A new study from the Royal Veterinary College (RVC) has revealed some of the most common health issues found in French bulldogs, which have recently one of the most popular breeds of dog. The researchers are reporting that these pets commonly suffer from breathing problems, ear infections, diarrhea, conjunctivitis, and skin issues.

“French Bulldogs are a relatively new arrival to the list of common UK breeds so there is very little current research on them in the UK,” explained lead author Dr.
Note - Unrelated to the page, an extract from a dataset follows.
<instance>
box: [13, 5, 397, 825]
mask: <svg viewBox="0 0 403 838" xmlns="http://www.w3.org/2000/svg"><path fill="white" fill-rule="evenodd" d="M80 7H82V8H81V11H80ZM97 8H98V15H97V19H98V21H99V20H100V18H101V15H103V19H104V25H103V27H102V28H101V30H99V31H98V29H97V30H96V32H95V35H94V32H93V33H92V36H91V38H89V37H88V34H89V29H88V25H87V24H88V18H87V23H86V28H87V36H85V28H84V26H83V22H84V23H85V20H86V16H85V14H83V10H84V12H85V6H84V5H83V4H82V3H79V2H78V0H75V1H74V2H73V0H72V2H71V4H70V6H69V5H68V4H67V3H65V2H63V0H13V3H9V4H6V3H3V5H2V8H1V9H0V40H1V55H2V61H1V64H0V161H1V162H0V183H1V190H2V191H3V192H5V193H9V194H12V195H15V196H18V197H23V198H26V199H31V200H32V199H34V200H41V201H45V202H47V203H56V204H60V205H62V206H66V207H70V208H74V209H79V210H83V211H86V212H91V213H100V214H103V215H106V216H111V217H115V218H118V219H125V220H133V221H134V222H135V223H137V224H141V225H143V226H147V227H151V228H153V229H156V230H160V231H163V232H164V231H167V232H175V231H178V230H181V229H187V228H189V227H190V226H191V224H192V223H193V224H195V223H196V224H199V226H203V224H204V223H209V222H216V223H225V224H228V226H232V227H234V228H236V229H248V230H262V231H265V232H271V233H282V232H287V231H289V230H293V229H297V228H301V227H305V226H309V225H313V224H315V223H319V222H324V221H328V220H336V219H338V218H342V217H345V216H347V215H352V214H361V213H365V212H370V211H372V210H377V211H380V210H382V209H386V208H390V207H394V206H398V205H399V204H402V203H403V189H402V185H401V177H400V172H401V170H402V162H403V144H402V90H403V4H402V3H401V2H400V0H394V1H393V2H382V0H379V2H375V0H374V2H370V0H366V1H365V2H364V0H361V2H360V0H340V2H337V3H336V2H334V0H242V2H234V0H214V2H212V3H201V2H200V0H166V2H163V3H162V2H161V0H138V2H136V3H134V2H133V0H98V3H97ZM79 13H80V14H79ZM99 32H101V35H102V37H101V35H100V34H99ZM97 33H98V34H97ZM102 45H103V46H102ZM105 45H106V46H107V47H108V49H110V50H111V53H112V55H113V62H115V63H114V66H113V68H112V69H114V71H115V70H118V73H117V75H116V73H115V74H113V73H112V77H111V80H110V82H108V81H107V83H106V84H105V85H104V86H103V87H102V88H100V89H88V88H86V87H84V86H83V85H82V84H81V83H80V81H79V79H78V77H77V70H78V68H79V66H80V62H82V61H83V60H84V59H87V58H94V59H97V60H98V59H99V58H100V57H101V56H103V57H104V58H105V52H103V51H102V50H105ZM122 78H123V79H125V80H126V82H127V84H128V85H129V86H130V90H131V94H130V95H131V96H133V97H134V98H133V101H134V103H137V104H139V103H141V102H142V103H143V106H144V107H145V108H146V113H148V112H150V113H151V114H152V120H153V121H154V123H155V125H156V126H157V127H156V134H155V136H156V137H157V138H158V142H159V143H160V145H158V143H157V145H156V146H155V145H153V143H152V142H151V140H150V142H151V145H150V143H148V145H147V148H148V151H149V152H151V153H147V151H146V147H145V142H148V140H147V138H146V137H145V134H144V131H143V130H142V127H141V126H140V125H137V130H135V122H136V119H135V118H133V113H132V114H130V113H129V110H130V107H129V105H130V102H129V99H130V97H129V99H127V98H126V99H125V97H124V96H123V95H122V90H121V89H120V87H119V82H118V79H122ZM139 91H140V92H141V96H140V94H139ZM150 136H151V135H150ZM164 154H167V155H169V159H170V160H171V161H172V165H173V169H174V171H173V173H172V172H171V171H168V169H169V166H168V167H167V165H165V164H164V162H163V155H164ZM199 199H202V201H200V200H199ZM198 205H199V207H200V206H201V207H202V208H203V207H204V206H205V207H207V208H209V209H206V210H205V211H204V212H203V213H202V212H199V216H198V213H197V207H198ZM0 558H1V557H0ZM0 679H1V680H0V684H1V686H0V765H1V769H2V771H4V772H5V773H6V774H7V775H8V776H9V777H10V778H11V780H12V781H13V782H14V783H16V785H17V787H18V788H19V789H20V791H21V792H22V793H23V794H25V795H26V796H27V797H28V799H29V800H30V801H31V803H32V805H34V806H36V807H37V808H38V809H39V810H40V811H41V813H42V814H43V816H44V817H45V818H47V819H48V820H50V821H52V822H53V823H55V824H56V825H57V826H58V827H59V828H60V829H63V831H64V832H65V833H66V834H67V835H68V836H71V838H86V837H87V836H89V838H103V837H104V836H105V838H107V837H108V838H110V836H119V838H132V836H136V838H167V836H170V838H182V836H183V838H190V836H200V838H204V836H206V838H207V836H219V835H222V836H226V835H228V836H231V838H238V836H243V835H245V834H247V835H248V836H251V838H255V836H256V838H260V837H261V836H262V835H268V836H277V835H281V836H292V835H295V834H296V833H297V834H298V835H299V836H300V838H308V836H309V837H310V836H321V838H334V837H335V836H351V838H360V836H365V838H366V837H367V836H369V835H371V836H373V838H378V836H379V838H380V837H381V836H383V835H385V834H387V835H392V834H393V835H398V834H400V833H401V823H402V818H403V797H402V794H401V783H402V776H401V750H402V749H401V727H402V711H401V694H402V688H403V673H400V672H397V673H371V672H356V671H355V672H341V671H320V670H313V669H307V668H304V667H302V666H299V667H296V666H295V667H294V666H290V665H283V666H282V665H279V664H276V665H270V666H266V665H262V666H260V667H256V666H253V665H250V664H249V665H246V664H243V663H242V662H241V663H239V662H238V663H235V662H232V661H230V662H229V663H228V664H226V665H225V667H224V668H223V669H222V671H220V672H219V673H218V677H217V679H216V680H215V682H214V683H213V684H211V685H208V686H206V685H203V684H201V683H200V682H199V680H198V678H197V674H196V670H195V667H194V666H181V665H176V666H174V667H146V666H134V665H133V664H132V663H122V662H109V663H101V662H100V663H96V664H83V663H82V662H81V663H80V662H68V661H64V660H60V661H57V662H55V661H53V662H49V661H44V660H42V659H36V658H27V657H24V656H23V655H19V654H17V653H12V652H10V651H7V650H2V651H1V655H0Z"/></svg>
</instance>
Dan O’Neill.

The study was based on health records of French Bulldogs from hundreds of veterinary clinics in the UK.

“It provides owners with information on the issues that they could expect and should look out for in French Bulldogs,” said Dr. O’Neill. “It may also help potential new owners to decide if a French Bulldog really is for them.”

The experts found that females are typically healthier than males.

“Males were more likely to get 8 of the 26 most common health problems while there were no issues that females were more likely to get than males,” said Dr. O’Neill.

The study authors theorized that the attractive appearance of French Bulldogs is what makes them so popular, with their short muzzles and prominent eyes. These features, however, may increase the risk of some illnesses among the dogs.

Breathing issues, which were found in 12.7 percent of the individuals analyzed for this study, are common in dogs with short noses and flat faces. Skin problems, which were found to be the most common issue among the French Bulldogs evaluated, may be caused by the deep skin folds characteristic of this breed.

“This study also documents the dramatic rise in popularity of the French Bulldog, from 0.02% of puppies born in 2003 to 1.46% of puppies born in 2013,” said Dr. O’Neill.

“This level of population growth in a single dog breed is unprecedented. There is a worry that increased demand for the French Bulldog is damaging to these dogs’ welfare because of the health risks associated with their extreme physical features.”

The study study is published in the journal Canine Genetics and Epidemiology.